Artículo publicado originalmente en La Nueva España
Fue
en la cadena radiofónica más escuchada de España, aún con cierto
prestigio, y en un programa de esos que dicen de moda, transmitido
por las ondas a la vez que por imágenes vía Internet. Una chica
joven, vivaracha, alegre, de vocación transgresora, celebraba con
gran alborozo que una mujer le cortase el pene en el bar a su jefe y
supuesto agresor, que la había intentado violar, y se deshacía en
elogios ante la sujeta mutiladora, entre bromas y chascarrillos, para
jolgorio y aprobación de los otros presentadores y, supongo, de su
público.
Poco importaba que las investigaciones estuvieran lejos
de su conclusión, que nadie había declarado culpable al hombre sin
atributos, que ningún tribunal hubiera dictado la sentencia
necesaria que justificase la mofa y el escarnio.
Al poco, la
camarera fue detenida y los Mossos concluyeron que el intento de
violación había sido un mero embuste, una sucia treta para encubrir
su delito.
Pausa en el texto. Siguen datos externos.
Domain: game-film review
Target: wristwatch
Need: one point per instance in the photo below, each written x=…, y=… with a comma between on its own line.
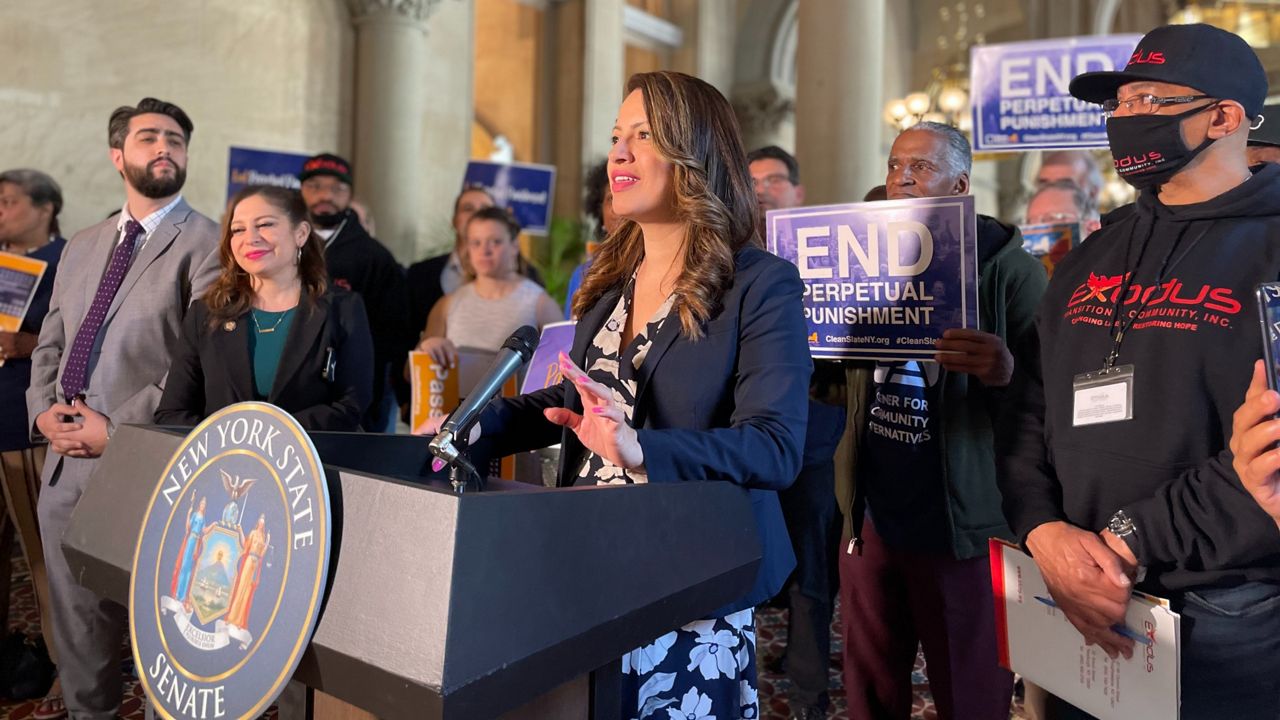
x=1121, y=527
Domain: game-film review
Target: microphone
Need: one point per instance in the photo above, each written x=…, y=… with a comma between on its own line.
x=457, y=427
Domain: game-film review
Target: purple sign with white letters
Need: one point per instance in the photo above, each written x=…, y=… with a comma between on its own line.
x=882, y=279
x=1020, y=99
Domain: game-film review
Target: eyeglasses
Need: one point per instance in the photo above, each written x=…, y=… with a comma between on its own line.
x=769, y=182
x=1147, y=104
x=1054, y=218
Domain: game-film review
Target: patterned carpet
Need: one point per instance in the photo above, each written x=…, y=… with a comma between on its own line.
x=771, y=639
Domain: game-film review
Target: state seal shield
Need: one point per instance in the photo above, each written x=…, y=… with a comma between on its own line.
x=231, y=565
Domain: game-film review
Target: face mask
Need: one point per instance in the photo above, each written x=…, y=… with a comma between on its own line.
x=328, y=220
x=1148, y=149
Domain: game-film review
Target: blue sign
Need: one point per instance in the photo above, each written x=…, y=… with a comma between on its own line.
x=882, y=279
x=263, y=167
x=231, y=565
x=528, y=190
x=1020, y=99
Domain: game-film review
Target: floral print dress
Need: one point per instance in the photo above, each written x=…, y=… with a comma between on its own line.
x=707, y=669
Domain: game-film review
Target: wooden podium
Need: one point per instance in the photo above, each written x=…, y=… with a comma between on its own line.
x=475, y=605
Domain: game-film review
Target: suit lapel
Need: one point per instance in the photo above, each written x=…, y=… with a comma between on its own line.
x=590, y=324
x=662, y=341
x=304, y=331
x=232, y=347
x=154, y=246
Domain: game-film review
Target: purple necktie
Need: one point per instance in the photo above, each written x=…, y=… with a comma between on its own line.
x=76, y=374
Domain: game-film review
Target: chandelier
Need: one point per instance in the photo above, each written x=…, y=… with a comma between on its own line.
x=946, y=96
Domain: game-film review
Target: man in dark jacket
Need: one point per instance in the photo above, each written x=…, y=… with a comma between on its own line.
x=1115, y=469
x=926, y=502
x=361, y=264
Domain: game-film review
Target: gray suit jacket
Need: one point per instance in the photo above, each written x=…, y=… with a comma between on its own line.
x=131, y=358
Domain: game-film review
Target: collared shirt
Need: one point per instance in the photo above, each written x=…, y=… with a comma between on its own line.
x=452, y=277
x=149, y=224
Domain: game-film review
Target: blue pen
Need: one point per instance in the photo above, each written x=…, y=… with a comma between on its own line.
x=1118, y=629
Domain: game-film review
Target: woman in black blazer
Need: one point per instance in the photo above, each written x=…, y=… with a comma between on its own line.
x=269, y=328
x=696, y=369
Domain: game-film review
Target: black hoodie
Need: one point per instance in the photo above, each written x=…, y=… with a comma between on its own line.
x=1192, y=345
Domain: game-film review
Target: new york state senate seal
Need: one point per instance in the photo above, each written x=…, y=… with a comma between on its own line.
x=231, y=565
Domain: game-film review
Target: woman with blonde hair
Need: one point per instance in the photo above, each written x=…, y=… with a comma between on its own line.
x=696, y=368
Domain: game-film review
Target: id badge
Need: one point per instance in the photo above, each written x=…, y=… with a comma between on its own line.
x=1102, y=396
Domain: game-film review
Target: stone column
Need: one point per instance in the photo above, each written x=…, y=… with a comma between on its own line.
x=839, y=99
x=717, y=19
x=391, y=64
x=603, y=67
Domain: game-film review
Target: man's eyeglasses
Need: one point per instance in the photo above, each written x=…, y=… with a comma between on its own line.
x=1147, y=104
x=769, y=182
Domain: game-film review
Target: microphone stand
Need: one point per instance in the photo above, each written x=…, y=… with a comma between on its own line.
x=461, y=470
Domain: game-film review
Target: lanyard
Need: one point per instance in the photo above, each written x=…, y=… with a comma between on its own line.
x=1119, y=327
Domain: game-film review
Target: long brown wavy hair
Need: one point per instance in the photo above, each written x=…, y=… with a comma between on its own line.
x=694, y=128
x=232, y=294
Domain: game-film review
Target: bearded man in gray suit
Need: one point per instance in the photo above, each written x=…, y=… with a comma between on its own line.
x=119, y=297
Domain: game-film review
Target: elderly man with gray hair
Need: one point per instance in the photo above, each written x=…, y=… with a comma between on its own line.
x=30, y=203
x=1077, y=167
x=924, y=497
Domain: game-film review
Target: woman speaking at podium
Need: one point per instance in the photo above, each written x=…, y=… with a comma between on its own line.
x=269, y=328
x=696, y=368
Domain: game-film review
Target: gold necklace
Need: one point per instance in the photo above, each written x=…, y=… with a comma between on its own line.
x=270, y=329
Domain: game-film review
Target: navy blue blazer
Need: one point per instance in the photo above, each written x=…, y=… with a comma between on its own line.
x=730, y=406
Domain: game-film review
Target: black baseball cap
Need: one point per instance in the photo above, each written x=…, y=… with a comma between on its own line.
x=327, y=164
x=1214, y=62
x=1269, y=133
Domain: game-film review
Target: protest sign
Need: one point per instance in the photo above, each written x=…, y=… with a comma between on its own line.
x=525, y=188
x=263, y=167
x=1020, y=99
x=882, y=279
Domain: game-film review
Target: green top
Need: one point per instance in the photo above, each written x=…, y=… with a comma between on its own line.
x=265, y=345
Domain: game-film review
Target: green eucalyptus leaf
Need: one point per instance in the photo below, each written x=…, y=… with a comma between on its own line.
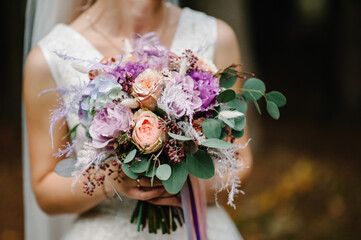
x=273, y=110
x=254, y=89
x=237, y=134
x=177, y=178
x=128, y=172
x=239, y=123
x=257, y=106
x=216, y=143
x=179, y=137
x=278, y=98
x=239, y=105
x=200, y=164
x=139, y=166
x=229, y=122
x=211, y=128
x=163, y=172
x=190, y=147
x=226, y=96
x=130, y=156
x=223, y=134
x=228, y=78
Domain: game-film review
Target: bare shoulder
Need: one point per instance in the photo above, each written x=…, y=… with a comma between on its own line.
x=37, y=75
x=227, y=49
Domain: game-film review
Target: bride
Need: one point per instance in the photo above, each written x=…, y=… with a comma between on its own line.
x=97, y=32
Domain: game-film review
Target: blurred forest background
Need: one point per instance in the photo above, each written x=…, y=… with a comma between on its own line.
x=306, y=178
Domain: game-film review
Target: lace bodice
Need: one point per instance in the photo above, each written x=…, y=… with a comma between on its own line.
x=110, y=220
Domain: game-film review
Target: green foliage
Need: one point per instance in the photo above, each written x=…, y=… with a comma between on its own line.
x=223, y=134
x=217, y=143
x=237, y=134
x=140, y=166
x=163, y=172
x=177, y=178
x=212, y=128
x=130, y=156
x=239, y=123
x=272, y=110
x=179, y=137
x=254, y=89
x=126, y=170
x=228, y=78
x=278, y=98
x=239, y=105
x=226, y=96
x=257, y=106
x=200, y=164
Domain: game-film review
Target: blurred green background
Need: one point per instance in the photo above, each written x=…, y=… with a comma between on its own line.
x=306, y=178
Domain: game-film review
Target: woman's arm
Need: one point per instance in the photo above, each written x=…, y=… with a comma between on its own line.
x=53, y=192
x=227, y=53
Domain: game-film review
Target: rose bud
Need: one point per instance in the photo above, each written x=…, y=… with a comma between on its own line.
x=147, y=134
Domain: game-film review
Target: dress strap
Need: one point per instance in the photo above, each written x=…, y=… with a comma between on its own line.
x=196, y=31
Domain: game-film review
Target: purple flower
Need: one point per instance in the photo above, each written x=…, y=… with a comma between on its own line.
x=179, y=98
x=133, y=68
x=109, y=123
x=208, y=87
x=149, y=49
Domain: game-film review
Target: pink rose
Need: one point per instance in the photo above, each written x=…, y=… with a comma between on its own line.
x=109, y=123
x=147, y=134
x=147, y=88
x=206, y=65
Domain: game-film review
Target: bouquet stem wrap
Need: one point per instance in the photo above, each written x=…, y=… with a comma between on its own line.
x=194, y=209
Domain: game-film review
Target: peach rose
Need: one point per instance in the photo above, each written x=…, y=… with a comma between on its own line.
x=147, y=134
x=206, y=65
x=147, y=88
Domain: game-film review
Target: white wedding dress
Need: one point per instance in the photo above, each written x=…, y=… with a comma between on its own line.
x=111, y=219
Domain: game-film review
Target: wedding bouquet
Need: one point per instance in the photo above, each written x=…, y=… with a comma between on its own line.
x=155, y=114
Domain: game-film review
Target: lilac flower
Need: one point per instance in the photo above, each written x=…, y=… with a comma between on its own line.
x=179, y=98
x=148, y=49
x=109, y=123
x=208, y=87
x=133, y=68
x=97, y=94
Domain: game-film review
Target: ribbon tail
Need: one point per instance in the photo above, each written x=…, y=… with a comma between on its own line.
x=194, y=209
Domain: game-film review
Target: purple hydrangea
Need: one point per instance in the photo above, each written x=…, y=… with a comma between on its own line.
x=179, y=97
x=148, y=48
x=208, y=87
x=133, y=68
x=109, y=123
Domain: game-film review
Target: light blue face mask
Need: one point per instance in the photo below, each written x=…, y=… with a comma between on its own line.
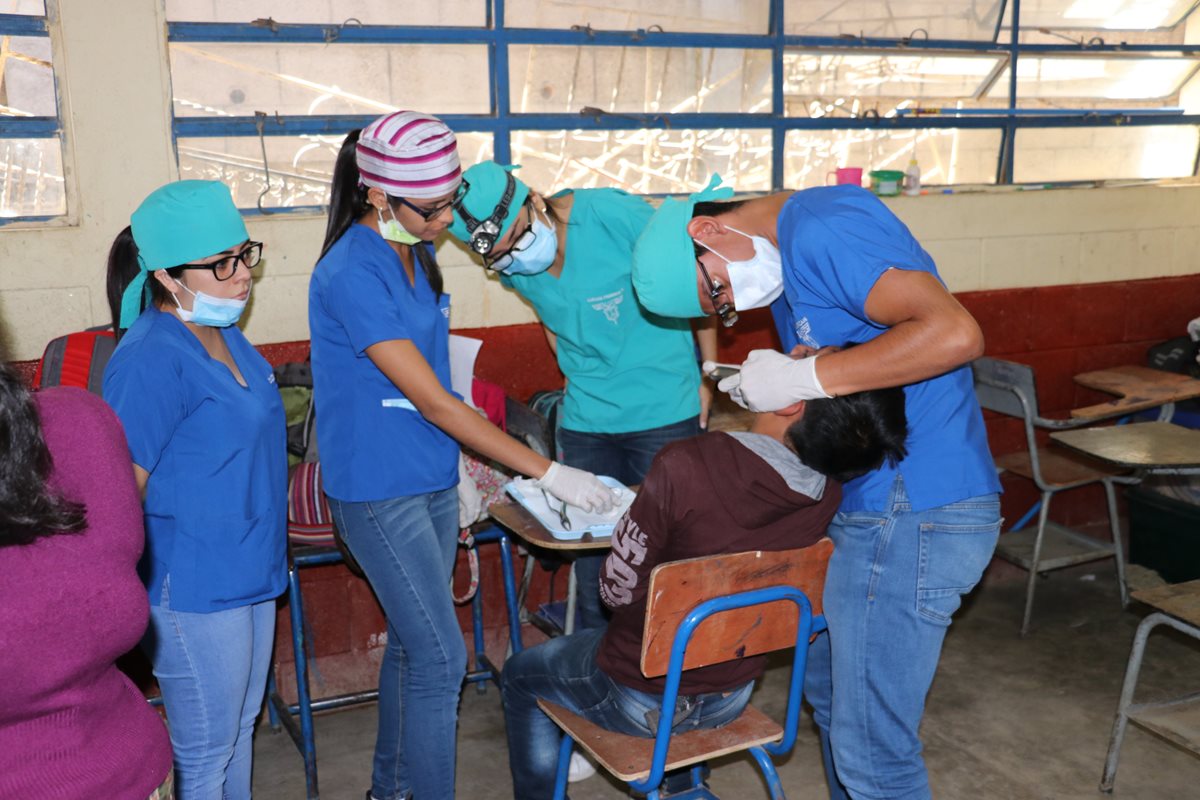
x=539, y=256
x=209, y=311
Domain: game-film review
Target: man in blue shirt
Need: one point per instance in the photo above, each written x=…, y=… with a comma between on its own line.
x=835, y=265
Qué más daba ya. Nunca dejes que los hechos en frío,
con su cruel certeza, estropeen un bonito ejercicio de sectarismo en
prime
time.
Cercana
la fecha, en Granada, una mujer fallecía en su casa. El
ultrafeminismo militante consideró que no había tiempo para
autopsias ni otros engorros modernos, la sentencia ya debía ser
dictada en Twitter, y recaía inmisericorde sobre el marido: culpable
de crimen machista. Y a por el rédito que esperaba sacar ese infame
ministerio de Igualdad que se sigue negando de forma sistemática a
investigar los abusos sexuales a menores en Baleares. Alguna famosa
presentadora también se lució queriendo ser juez y parte, con el
desprestigio que eso conlleva, transmitiendo la imagen de que incluso
los que deberían ser ejemplo de rigor sólo pueden ofrecer demagogia
y prisas por etiquetar el drama con la versión que mejor se adapte a
sus filias y sus fobias.
Se concluyó que el deceso se produjo de
muerte natural, pero la jauría enfurecida ya había sido alimentada
con el carburante que da el apuntalamiento del relato. Un relato que
sirve para que continúe en marcha la maquinaria de un negocio tan
rentable como lúgubre. Tétrico chiringuito aquél que depende de
que las muertes violentas, reales o figuradas, tengan la delicadeza
de adecuarse a su realidad.
Lo
único realmente importante para estos trileros de la desinformación
es colocar cuanto antes el punto de vista de su siniestra ideología,
agitar las redes sociales y las efervescentes mentes de los más
limitados en conceptos. Conceptos siempre cogidos por los pelos, tan
prosaicos y simplistas que pueden ser vendidos al rebaño para rápida
consumición. Como ocurrió con la muerte de Samuel Luiz en La
Coruña, que aún estaba caliente el cuerpo cuando ya lo estaban
exprimiendo sin tapujos ni decoro, haciendo impresentable uso
político de la tragedia con una bajeza que no por conocida (Juan
Carlos Monedero es un avezado sondeador de abyecciones) dejaba de ser
indignante.
El drama que se extiende es que estos cabestros,
indignos de un Estado de derecho, mezclan de manea natural la
estupidez con una ostentación de la ignorancia. Satisfechos de no
conocer absolutamente nada de los procedimientos judiciales, actúan
en función del sectarismo más rudimentario, ya sabemos que no hay
nada que se le ponga por delante a un tonto con una causa. Masas
movidas por estímulos primarios y no por raciocinio, personas sin
las herramientas necesarias para sopesar, valorar y pensar antes de
bramar sentencias y juicios como el que berrea en la barra del bar.
Sobre la sociedad se va creando un perverso cuello de botella por el que lo políticamente correcto te obligará a pasar, tarde o temprano, para no ser tachado de machista, de fascista y de otras vacuidades desprovistas ya de sentido, por ser usadas machaconamente por personajes con una ínfima capacidad expresiva y más nimia cultura.
Con un par de leyes distópicas a la vuelta de la esquina, leyes que se ciscan en la presunción de inocencia e invierten la carga de la prueba, los exaltados en los medios seguirán difundiendo su odio irracional para preservar la ingeniería social que ya avanza desbocada, con alguna voz que pide prudencia y calma y que es consecuentemente avasallada. Extraños y penosos tiempos donde enarbolar la bandera constitucional que sustente el Estado de derecho se convierte en un inflamable acto revolucionario.